(Based on code of Anna Neufeld at the University of Washington)
This tutorial demostrates how to apply the Bayesian Melding method to results from a microsimulation model in order to access uncertainty around deterministic simulation results.
Download or clone this repository using for example (from the command line):
git clone https://github.com/hanase/BMlabsRostock2019 BMlabs
Here, we assume we have a microsimulation model for projecting the number of housing units in US states, starting from 2010 and projecting to 2030. We run the model several times under different input conditions. We have observed data for 2017 which we use to assess the model uncertainty and propagate it into 2030.
Most of the analysis will be done using basic R. Towards the end we will use the ggplot2 package which can be installed via:
We have a dataset of the number of housing units in 2017 for US states from the Census Bureau (ACS).
Move into the downloaded directory and load the observed data:
observed <- read.csv("observedHU.csv")
In our case, we consider our model as a black box and run it five times, i.e. \(I = 5\) (done in advance). Load simulated data from these 5 runs, one file for results in 2017 (“present” time) and one for results in 2030.
sim17 <- read.csv("simulatedHU2017.csv")
sim30 <- read.csv("simulatedHU2030.csv")
We are using 5 runs and 52 groups:
I <- ncol(sim17)
K <- nrow(sim17)
cat("\nUsing", I, "runs and", K, "groups.")
Apply transformation to derive \(\mu_{ik}\), \(\Psi_{ik}\), and \(y_{k}\):
mu <- sqrt(sim17)
psi <- sqrt(sim30)
y <- sqrt(observed)[,1] # convert to vector
Estimate overall bias as \(a = \frac{1}{IK} \sum_{i,k}(y_k - \mu_{ik})\):
a <- sum(y - mu)/(K*I)
Compute variance for each run as \(\sigma^2_{i} = \frac{1}{K} \sum_{k}(y_k - a - \mu_{ik})^2\):
sigma.sq <- apply((y - a - mu)^2, 2, mean)
A weight \(w_i\) for run \(i\) is proportional to the product of densities of \(N(a + \mu_{ik}, \sigma_i^2)\) (at \(y_k\)) over \(k\), which can be obtained using the following function:
compute.weight <- function(means, y, var)
prod(dnorm(x = y, mean = means, sd = sqrt(var)))

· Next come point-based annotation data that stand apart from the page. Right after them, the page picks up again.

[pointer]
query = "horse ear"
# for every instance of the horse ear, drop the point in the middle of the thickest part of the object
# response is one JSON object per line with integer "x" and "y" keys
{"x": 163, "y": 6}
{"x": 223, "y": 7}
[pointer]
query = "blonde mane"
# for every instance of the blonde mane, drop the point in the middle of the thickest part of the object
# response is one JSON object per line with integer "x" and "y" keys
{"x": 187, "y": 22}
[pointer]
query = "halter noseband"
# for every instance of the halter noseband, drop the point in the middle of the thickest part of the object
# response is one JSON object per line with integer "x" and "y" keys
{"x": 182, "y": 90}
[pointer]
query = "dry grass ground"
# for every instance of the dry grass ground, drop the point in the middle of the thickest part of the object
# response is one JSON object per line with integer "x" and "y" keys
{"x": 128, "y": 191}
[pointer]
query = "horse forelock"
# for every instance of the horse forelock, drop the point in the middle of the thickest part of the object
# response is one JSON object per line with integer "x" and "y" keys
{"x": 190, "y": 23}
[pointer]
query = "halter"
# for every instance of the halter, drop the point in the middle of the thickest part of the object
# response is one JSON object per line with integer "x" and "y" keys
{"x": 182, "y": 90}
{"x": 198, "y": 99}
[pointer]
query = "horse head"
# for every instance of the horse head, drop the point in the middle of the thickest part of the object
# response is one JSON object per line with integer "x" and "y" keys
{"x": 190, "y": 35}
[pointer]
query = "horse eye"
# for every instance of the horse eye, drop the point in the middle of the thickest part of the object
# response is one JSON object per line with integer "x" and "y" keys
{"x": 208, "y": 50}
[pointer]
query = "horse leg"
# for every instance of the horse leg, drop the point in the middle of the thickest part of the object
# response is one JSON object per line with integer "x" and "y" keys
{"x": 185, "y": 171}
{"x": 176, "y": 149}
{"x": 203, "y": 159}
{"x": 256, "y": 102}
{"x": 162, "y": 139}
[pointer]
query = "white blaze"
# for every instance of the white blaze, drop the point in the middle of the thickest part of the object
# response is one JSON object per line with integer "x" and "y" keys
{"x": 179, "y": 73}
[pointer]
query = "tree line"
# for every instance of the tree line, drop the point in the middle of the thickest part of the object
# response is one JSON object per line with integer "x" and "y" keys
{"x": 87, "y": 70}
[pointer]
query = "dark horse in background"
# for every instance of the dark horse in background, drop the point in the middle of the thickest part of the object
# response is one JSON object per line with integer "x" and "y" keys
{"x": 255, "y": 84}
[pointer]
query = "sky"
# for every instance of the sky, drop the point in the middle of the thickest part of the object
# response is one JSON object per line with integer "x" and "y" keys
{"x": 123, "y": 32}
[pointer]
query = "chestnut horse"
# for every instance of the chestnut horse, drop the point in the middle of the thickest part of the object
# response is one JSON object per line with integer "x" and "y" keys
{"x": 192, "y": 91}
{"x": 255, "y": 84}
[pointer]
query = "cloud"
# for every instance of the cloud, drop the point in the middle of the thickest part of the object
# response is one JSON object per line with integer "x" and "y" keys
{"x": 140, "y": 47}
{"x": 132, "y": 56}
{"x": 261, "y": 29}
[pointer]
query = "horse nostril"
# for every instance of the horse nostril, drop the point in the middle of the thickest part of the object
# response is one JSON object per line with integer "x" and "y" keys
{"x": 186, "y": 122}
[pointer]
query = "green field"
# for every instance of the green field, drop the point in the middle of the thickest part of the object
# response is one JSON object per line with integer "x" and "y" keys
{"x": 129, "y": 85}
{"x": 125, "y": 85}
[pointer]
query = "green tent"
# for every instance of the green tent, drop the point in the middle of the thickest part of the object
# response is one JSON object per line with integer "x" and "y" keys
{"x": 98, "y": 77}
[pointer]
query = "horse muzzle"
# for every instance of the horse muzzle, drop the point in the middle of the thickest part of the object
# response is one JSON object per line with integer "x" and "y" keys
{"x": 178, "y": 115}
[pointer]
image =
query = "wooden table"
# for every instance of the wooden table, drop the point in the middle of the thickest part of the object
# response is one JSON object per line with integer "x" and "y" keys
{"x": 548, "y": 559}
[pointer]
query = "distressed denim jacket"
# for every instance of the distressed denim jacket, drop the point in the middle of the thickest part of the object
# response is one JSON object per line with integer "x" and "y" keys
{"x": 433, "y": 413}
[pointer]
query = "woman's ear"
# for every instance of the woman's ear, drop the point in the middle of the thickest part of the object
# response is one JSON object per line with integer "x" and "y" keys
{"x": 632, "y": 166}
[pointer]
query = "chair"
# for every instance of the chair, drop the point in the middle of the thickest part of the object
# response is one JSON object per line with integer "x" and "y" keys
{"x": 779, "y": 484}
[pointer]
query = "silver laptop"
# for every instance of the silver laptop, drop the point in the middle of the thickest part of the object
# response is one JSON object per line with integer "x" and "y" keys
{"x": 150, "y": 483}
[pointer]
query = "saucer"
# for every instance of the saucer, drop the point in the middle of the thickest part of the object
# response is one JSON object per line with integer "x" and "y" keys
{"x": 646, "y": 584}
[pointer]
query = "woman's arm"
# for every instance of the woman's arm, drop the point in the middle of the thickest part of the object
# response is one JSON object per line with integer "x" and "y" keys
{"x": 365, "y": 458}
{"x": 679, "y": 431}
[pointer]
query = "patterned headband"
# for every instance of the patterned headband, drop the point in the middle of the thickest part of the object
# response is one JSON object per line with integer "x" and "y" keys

To compute weight for the first run, you would do
compute.weight(a + mu[,1], y, sigma.sq)
Derive weights for all runs \(i\) and normalize to sum to 1:
w <- apply(a + mu, 2, compute.weight, y = y, var = sigma.sq)
w <- w/sum(w)
The resulting distribution is \[\pi(\mu_k) = \sum_{i=1}^I w_iN(a + \mu_{ik}, \sigma_i^2)\] Plot the distribution for selected states, including the 80% probability interval (dashed) and the observed value (red line). The function plot.mixtures()
from the bmaquant.R
file (included in the directory) plots a mixture of normal components given by the components’ weights, means and variances:
par(mfrow = c(2, 3))
for(k in 1:6) {
plot.mixtures(w, means = as.numeric(a + mu[k,]), vars = sigma.sq,
transform = TRUE, ci = 80, main = rownames(mu)[k],
xlab = "housing units", ylab = "density")
abline(v = observed[k,], col = "red")
Set propagation factors for the bias and variance. We assume that our model started in 2010. In order not to greatly deviate from the simulated results, we will keep the bias constant.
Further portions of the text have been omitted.